Friday, May 12, 2006

jumping the shark

this winter, dear reader, when we talk about where it all went wrong, i imagine a great many people will remember today's game against the padres. teams headed in opposite directions -- san diego winners of 11 of the last 12, the cubs losers of 11 of the last 13 -- clashed this afternoon, and a lost year took a sharp turn into the surreal.

some of the cubs worried about the reception that would be waiting for them coming off the team's worst road trip in 35 years, but no one could have predicted that a small, sedate crowd braving horrible may weather could have been so incited to disgust and disillusionment by the day's events.

angel guzman spent the first three innings reminding everyone in the park about how desperate the starting pitching situation has been thusfar. though padre starter woody williams came up limp on the bases in the second and left the game, guzman's pitching -- three innings, three hits, five walks and two runs on 88 pitches -- seemed to ensure that trouble was afoot.

but it wasn't until the san diego fifth that the wheels came off yet again. with glendon rusch on in relief and having already given up a run in the fourth to make it 3-2 san diego, vinny castilla singled to lead off. adrian gonzalez then started the fun with another single to center. ronny cedeno fielded the cutoff to hold castilla at second -- but, bizarrely, cedeno then flipped the ball to third base umpire larry poncino. presumably, a frustrated cedeno believed the ball dead. it wasn't. castilla and gonzalez both moved up one and the rout was on.

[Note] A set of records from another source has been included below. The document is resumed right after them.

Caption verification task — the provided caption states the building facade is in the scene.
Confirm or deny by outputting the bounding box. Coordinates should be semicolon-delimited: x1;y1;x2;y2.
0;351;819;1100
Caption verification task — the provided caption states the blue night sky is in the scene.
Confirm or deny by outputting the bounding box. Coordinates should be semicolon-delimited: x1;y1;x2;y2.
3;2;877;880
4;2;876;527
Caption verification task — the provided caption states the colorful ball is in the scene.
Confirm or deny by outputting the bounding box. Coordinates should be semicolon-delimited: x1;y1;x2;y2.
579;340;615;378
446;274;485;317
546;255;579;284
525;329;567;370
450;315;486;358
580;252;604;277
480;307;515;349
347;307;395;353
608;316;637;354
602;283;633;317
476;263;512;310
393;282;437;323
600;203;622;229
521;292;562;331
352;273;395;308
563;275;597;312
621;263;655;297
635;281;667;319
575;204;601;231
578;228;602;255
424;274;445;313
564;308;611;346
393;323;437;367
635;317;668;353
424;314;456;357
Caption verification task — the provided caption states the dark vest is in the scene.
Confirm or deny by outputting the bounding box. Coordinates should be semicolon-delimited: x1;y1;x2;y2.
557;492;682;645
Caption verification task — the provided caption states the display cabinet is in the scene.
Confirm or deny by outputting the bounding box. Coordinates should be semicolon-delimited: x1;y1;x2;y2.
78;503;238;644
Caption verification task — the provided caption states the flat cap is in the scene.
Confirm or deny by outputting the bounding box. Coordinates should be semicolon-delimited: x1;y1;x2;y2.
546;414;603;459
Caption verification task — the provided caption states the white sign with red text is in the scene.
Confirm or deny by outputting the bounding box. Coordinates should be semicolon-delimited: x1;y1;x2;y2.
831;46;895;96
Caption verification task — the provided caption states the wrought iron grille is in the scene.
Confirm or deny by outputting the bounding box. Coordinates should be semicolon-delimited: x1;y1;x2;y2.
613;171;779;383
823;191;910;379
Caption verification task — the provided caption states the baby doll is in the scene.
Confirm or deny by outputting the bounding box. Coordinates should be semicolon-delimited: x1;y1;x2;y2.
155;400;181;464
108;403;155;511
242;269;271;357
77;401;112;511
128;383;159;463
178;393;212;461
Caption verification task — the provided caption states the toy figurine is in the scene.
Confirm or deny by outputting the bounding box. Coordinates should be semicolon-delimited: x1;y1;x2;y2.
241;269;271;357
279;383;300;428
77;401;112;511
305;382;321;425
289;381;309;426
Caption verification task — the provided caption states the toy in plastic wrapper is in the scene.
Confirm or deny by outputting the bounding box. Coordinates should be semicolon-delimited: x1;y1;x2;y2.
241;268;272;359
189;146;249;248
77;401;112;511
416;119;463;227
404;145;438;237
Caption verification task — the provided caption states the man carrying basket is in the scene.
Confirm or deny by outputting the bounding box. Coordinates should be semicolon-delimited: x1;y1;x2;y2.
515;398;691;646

after a josh barfield popout, eric young pinch-hit for the pitcher and drew a walk from rusch to load the bases. leadoff hitter dave roberts -- who did so much to help sweep the cubs over last weekend in san diego -- promptly grounded to short, where cedeno flipped to neifi perez to get young. the ball wasn't well hit -- neifi had no chance to get the speedy roberts -- but he threw the ball anyway. it got past a surprised mabry -- error to neifi, castilla and gonzalez coming home, roberts to second to make it 5-2 with two away.

roberts, sensing the disarray, promptly stole third on the next pitch.

mike cameron then stepped back in and lined a double to left. roberts in easily, 6-2 padres. cub catcher michael barrett then showed again the lack of discipline that we've come to expect from dusty baker's teams in barking after roberts -- benches cleared, but no melee. many would suggest that any sign of life from this dying team is a positive -- but barrett's outburst struck this writer as yet another example of the petulance that baker enables so well.

next was slugger brian giles. with order restored, in a manner of speaking, giles singled up the middle -- cameron in to put the punchline to barrett's setup, 7-2 padres. that was it for rusch -- 1.2 ip, 7 hits, 1 walk, no strikeouts, five runs in and a man on first.

reliever scott williamson then came in to take is warmup tosses and did something remarkably strange. williamson clearly did not feel comfortable on the mound -- and with boos raining down from every corner of wrigley, who would? but in a fit of agitation that can only be described as surreal, he called the trainer out to the mound to cut the long sleeves off his undershirt.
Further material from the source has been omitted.